Warum wasserdichte Infrarotlampen eine Lösung für bleifreie Halbleiterfertigung sind
Während des Spülvorgangs in der Halbleiterfertigung stellt sich ein schwieriges Problem: Die Wafer müssen schnell getrocknet werden – doch die Wärmequelle darf auf keinen Fall in die feuchte Umgebung eindringen oder sogar das Silizium verunreinigen.
Daher kommen wasserdichte Infrarotlampen ins Spiel. Anstelle von chemischen Trockenmitteln oder großem Luftdruck setzen diese Lampen gezielte thermische Energie ein, um das Wasser zu trocknen. Es handelt sich dabei um eine saubere und einfache Lösung.
Wie die Wärme tatsächlich wirkt
Stellen Sie sich vor: Konvektionsöfen benötigen viel Zeit, um zunächst die Luft zu erhitzen.

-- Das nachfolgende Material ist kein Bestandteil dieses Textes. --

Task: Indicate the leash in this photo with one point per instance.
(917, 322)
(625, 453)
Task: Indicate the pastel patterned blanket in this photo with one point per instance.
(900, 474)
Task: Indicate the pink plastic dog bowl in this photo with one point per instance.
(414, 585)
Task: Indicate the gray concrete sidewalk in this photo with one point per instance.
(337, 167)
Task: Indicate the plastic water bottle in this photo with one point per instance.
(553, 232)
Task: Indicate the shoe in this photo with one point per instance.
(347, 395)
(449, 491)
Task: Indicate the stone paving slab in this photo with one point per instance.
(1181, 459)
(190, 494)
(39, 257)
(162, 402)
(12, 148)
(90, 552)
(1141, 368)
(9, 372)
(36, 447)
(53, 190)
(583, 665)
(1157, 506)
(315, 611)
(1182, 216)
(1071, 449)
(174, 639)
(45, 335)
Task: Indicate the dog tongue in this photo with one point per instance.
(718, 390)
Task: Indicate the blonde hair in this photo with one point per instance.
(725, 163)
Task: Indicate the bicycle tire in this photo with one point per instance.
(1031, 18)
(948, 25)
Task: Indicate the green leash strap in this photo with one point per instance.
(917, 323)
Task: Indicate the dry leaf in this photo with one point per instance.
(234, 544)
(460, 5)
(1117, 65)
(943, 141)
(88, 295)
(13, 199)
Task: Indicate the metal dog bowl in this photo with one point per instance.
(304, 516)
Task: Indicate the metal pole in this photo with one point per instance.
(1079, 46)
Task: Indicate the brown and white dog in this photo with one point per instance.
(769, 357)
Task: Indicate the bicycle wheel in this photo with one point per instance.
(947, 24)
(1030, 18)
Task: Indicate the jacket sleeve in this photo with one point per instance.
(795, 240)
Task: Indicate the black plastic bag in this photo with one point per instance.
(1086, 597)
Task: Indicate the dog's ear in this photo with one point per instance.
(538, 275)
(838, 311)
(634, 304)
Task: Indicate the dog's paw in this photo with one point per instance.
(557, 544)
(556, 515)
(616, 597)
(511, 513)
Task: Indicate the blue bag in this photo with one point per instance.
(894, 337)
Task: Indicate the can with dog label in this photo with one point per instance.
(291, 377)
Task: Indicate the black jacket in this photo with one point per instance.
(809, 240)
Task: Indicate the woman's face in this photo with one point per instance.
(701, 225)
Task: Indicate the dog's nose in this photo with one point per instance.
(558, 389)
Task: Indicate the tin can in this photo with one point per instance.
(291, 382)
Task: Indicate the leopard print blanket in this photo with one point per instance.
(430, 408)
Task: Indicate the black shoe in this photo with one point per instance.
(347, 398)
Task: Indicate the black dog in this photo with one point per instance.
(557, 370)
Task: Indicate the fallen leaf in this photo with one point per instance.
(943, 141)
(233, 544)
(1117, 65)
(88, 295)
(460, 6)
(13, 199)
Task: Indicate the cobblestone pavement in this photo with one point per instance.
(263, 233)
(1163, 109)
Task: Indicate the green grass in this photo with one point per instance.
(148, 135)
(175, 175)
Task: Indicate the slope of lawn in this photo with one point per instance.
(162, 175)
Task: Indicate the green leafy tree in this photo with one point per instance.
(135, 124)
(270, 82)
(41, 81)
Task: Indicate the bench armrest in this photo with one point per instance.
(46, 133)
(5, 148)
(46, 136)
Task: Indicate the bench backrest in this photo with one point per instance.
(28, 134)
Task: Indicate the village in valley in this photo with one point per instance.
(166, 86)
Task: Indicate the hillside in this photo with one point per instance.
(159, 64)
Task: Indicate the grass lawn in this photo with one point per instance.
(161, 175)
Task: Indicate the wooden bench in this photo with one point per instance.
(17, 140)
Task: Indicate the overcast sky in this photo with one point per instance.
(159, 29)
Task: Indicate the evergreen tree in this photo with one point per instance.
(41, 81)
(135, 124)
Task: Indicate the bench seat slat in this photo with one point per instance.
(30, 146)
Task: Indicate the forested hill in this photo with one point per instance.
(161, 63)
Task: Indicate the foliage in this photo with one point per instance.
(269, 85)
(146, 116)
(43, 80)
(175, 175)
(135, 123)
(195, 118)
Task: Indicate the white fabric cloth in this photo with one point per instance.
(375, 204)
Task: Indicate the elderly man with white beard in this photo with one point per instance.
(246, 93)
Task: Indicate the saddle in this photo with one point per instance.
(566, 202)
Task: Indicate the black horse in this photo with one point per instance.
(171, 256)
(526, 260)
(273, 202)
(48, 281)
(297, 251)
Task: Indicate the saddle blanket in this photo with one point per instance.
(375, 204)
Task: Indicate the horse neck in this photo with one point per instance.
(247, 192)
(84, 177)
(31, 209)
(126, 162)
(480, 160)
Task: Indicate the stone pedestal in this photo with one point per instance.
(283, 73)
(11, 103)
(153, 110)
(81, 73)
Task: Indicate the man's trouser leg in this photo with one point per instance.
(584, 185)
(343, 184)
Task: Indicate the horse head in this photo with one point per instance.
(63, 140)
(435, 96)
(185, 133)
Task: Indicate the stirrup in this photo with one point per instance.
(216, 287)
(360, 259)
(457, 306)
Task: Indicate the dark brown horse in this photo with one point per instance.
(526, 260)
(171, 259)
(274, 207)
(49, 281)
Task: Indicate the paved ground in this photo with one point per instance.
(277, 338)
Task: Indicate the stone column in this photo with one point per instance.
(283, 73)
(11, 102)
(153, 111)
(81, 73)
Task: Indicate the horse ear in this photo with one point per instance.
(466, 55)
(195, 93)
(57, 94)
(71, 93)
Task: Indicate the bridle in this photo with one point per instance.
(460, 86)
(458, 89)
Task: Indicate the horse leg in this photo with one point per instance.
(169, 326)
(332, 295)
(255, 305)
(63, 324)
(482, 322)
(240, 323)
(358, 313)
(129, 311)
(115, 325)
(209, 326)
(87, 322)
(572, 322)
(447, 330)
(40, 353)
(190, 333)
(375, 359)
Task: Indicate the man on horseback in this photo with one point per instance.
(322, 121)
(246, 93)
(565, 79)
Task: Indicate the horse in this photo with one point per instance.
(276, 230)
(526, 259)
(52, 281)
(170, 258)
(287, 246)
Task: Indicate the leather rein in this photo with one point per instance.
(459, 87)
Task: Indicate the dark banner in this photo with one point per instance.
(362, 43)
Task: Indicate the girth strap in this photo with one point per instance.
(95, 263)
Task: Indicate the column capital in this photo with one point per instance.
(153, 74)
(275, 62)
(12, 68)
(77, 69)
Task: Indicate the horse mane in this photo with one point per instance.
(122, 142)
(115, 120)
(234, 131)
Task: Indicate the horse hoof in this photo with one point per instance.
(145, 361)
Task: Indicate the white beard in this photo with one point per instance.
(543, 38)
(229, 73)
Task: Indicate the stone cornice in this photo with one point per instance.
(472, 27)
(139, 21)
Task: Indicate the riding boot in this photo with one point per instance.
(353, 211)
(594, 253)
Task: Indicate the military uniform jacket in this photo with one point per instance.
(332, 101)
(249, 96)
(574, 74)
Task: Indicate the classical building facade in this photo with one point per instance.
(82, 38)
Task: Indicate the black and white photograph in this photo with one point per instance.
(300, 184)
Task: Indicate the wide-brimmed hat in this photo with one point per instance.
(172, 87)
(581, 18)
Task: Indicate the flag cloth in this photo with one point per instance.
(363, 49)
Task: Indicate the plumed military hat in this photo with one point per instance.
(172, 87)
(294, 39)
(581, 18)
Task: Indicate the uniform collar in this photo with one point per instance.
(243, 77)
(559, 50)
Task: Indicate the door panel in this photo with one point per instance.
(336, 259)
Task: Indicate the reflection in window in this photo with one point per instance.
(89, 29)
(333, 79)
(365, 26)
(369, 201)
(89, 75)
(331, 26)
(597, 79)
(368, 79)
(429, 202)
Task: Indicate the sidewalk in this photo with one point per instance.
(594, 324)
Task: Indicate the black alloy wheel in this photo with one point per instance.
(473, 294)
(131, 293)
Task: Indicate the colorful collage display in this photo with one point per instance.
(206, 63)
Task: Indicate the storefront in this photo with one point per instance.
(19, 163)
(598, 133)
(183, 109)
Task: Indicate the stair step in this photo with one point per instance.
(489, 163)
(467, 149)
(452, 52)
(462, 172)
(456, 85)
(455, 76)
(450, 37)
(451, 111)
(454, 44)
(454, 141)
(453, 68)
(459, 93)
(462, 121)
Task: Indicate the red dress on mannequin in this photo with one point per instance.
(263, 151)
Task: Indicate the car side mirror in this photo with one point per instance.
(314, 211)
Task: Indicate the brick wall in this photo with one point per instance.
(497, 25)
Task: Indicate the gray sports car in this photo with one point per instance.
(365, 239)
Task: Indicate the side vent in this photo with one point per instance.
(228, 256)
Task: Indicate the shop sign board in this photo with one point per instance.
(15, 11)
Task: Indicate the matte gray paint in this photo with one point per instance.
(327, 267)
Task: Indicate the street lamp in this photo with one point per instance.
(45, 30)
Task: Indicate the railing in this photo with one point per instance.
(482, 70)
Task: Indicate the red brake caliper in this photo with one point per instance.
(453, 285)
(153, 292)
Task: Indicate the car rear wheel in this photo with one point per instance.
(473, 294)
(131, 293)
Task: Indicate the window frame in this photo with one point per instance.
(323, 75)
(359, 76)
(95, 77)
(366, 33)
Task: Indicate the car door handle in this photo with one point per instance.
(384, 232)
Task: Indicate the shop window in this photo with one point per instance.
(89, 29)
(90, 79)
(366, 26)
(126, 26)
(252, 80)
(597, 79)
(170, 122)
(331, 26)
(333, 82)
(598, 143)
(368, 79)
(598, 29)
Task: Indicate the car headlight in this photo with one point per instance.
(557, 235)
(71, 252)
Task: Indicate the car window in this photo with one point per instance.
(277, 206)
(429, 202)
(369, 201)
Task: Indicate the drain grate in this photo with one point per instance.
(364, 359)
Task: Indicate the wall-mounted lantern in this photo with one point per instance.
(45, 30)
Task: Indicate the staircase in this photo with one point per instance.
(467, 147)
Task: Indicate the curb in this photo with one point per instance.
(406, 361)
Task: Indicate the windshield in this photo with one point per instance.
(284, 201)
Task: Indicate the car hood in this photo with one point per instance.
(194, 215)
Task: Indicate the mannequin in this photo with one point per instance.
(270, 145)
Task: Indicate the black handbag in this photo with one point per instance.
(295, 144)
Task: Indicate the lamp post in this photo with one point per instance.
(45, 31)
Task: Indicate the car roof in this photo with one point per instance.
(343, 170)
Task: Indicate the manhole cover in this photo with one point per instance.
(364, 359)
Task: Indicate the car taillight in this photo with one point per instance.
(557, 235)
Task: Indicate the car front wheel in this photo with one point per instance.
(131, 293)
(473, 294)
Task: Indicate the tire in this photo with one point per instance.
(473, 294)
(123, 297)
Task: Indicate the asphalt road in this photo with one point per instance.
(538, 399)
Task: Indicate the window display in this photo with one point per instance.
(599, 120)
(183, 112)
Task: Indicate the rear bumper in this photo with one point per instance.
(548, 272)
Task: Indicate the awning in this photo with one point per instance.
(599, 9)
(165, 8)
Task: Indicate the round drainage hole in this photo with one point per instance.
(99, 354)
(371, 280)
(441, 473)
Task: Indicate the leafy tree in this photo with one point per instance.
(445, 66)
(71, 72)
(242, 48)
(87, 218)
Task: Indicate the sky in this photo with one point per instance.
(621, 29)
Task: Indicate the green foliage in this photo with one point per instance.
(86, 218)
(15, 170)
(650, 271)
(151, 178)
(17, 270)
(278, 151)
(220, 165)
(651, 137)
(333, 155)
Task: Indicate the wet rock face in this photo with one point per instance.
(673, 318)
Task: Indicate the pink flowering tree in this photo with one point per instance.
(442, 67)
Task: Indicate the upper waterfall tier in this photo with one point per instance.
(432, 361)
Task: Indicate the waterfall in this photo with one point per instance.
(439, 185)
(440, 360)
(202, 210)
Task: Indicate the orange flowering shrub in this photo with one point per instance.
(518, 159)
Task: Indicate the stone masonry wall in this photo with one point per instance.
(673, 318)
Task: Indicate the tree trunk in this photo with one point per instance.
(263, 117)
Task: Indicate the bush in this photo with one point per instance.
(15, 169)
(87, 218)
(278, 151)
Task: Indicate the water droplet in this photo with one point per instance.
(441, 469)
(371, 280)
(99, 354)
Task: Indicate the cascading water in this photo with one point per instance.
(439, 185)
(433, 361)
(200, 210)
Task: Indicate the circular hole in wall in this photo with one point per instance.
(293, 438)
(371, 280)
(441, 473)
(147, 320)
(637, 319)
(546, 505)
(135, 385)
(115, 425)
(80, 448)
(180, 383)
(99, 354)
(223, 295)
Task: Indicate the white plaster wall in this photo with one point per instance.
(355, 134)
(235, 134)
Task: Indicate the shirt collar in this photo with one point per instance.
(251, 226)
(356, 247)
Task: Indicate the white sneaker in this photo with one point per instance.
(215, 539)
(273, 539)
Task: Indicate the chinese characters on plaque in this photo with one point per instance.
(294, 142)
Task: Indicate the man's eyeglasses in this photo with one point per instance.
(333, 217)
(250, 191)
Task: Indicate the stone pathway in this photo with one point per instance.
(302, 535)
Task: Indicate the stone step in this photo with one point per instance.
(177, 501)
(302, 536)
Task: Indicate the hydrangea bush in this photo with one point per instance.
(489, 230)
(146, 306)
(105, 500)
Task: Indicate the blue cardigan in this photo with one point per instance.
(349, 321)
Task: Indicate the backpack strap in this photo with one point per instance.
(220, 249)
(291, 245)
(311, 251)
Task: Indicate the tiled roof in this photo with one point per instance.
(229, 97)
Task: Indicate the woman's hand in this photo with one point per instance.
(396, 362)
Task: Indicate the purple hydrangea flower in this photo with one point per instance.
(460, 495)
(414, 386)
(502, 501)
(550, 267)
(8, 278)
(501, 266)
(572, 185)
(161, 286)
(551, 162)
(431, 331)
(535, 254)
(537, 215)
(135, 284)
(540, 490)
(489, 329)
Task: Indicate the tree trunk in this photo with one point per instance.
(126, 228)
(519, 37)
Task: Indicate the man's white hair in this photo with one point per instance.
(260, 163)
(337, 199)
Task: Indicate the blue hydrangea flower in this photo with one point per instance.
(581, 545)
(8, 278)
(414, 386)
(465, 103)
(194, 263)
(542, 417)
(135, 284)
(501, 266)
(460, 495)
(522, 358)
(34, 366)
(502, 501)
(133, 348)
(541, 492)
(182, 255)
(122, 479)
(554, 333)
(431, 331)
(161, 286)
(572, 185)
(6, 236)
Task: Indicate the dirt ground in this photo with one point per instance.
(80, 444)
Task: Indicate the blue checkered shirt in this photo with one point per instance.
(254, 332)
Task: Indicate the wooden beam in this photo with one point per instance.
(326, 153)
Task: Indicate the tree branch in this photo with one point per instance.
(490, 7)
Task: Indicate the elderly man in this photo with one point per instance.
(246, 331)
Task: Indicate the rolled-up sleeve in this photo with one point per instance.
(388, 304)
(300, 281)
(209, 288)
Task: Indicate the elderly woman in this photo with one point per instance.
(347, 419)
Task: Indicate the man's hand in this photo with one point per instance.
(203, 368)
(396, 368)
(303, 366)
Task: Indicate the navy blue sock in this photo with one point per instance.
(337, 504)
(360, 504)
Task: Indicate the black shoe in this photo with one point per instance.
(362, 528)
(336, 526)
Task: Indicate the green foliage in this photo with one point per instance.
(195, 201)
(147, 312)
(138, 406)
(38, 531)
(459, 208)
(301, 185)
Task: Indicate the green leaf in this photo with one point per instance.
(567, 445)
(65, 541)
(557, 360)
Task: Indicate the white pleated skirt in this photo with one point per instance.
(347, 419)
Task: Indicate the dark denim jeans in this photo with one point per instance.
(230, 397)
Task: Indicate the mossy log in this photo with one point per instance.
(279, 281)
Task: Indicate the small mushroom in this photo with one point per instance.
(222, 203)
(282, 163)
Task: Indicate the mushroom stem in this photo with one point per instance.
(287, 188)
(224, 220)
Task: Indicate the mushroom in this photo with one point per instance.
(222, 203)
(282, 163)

Infrarotwellen hingegen umgehen diesen Zwischenschritt – sie dringen direkt durch die Flüssigkeit und bringen die Wassermoleküle in Bewegung.
Genau deshalb entsprechen diese Lampen den strengen Anforderungen bezüglich „bleifreier“ und umweltfreundlicher Produktionsverfahren. Es werden keine schädlichen Lösungsmittel verwendet, und es entsteht auch kein Ozon durch UV-Licht. Es handelt sich einfach um Photonen, die in Wärme umgewandelt werden.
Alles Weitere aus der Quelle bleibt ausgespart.